When it comes to your business, what is your definition of success? Before you answer, there are a few ways I’d like you to think of it:
- Overall business success — which can be defined as “not failing”, a certain revenue or profit goal, funding your retirement or your children’s education, being there when your child gets off the bus or any other definition which suits you.
- Program, product or service success — when you create and offer something new, ensure going in that you know what your desired “success” or “return on investment” is for that particular program, product or service. For example, you may wish to offer a program at a reduced investment as a preliminary to a larger investment (Walmart and other stores do this regularly — they offer a ridiculously low price for one item banking on the fact that you’ll pick up several other items while in the store. . .this is known as a “loss leader”). So for each item you offer, “success” could be a revenue/profit goal, “filling” the program, having X members convert to another program, completing it live so you can turn it into a passive product afterwards, a credibility factor (to be able to say you’ve done it) or any other factor which suits you.

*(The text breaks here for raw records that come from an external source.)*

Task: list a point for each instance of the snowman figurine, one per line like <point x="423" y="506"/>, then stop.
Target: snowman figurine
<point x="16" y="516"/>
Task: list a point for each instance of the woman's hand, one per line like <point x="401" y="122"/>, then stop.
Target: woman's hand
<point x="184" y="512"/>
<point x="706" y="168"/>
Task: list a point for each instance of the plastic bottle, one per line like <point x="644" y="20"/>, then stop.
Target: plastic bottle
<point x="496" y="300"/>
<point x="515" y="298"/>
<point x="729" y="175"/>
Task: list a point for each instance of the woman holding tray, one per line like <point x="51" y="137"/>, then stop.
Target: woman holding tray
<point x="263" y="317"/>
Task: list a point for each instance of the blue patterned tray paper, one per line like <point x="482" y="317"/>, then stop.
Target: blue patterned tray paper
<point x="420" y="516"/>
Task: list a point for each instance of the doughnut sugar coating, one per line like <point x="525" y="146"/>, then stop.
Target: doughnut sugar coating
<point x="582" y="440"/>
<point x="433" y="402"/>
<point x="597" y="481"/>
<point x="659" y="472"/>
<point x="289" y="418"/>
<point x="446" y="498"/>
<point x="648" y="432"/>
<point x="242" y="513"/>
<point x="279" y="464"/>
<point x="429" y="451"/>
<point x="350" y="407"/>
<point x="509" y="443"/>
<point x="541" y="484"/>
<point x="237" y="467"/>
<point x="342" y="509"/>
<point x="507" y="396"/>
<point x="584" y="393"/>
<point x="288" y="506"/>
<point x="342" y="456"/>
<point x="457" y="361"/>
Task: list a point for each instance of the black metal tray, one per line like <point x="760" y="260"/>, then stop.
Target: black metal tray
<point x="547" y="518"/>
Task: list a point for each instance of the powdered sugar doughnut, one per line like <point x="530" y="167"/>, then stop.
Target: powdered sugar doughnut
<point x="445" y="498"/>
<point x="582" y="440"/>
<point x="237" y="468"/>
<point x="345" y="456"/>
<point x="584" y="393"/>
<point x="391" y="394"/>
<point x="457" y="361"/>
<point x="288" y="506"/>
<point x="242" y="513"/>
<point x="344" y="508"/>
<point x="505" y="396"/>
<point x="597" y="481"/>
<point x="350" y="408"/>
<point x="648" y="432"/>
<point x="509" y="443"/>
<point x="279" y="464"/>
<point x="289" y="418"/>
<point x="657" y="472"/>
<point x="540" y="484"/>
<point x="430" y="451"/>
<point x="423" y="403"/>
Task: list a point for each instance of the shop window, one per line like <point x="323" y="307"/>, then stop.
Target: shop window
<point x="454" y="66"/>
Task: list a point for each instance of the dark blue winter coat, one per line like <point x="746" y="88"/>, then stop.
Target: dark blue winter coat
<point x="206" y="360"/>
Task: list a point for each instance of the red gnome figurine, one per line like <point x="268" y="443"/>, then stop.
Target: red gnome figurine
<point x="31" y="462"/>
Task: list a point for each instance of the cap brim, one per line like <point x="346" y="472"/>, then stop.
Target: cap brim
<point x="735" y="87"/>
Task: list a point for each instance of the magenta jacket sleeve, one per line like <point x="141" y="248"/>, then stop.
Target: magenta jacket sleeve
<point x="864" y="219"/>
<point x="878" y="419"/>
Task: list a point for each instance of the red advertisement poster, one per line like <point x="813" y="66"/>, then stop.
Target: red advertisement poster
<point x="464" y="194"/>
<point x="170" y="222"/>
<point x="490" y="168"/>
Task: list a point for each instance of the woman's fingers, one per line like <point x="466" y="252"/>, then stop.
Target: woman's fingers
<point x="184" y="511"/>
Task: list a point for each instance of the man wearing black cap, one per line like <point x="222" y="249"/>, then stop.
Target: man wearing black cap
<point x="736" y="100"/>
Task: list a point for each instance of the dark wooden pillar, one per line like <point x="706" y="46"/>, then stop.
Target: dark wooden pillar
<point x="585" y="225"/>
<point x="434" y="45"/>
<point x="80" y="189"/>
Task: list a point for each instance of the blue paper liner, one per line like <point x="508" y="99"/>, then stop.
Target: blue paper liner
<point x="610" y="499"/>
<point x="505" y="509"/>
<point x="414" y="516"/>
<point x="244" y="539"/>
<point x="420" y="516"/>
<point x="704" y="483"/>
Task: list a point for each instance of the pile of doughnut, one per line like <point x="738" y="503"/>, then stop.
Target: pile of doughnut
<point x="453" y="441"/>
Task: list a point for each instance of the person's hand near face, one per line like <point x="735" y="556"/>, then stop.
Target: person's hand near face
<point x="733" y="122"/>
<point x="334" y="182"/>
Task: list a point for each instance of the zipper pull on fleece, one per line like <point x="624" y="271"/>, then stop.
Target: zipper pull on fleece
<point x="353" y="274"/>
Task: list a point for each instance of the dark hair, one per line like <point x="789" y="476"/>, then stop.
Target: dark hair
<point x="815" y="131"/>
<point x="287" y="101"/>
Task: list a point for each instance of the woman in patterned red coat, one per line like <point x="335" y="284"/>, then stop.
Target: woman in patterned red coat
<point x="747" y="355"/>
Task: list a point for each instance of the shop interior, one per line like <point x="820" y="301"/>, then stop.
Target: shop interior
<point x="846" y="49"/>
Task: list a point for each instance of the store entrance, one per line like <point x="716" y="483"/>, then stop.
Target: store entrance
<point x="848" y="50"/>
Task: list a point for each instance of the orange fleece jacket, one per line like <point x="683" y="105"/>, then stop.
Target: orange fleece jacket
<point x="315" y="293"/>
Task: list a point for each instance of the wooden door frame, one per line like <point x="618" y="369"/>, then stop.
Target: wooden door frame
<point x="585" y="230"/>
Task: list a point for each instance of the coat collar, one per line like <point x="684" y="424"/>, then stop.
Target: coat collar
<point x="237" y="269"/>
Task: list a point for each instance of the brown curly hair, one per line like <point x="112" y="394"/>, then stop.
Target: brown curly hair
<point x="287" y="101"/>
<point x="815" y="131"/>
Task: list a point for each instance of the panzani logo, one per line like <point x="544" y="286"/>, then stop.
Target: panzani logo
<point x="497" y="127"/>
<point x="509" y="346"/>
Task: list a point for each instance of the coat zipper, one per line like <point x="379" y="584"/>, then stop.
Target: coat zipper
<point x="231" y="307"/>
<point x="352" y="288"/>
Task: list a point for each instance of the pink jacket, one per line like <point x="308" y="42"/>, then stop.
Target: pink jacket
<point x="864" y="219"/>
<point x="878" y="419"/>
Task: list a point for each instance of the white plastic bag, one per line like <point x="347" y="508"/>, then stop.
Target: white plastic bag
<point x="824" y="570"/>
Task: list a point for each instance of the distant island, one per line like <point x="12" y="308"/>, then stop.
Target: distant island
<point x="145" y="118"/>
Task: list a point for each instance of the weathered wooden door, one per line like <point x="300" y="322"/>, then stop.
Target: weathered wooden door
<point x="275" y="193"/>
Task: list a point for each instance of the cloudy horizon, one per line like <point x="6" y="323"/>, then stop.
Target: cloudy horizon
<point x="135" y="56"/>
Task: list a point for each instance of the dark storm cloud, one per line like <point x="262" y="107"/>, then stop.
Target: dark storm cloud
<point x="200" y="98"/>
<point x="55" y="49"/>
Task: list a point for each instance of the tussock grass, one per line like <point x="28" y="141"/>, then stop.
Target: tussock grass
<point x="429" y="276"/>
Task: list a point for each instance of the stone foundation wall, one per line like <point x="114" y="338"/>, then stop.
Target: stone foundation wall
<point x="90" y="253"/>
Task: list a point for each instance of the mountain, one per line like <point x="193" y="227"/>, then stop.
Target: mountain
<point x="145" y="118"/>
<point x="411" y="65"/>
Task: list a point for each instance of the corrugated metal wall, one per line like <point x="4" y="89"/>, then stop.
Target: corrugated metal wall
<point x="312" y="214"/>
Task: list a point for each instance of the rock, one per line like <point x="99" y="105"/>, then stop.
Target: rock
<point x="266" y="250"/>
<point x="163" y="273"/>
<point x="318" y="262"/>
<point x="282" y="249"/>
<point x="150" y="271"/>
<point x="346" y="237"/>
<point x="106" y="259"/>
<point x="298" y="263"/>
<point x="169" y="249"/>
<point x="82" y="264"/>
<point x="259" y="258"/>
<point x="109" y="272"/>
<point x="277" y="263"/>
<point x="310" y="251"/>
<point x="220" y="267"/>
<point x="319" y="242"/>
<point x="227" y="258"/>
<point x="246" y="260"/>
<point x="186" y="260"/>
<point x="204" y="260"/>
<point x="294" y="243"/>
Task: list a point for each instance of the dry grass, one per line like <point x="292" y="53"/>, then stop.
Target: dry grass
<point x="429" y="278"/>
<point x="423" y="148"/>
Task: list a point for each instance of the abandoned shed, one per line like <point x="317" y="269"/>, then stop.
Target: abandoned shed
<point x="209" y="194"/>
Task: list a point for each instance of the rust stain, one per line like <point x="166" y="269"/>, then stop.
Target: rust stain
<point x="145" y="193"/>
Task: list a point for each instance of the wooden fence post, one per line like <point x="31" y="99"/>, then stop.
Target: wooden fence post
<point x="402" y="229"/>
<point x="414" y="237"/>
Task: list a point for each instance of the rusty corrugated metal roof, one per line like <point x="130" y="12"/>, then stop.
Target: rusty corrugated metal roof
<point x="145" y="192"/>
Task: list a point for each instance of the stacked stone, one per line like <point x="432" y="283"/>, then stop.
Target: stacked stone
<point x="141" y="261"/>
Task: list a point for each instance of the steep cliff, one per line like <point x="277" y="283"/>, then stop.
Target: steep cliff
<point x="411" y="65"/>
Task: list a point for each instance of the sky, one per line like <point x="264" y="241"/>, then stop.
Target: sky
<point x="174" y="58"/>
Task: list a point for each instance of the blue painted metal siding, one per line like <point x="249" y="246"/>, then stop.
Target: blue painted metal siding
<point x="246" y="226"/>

- Team success — is your team (whether it’s one person or a “hat” you wear certain days/times of the week) getting their job done? Do your customers feel cared for? Do you know your team has your back? Are they proactive or robotic in nature (and which do you prefer?)?
There are several ways to define success. The key is to know what your definition is for any particular set of circumstances.
Once you know what your definition is, you’ll want to regularly (monthly, quarterly, annually) check in and see if everything is going according to plan. If not, it’s time to tweak your marketing, your approach, your work habits. . .something.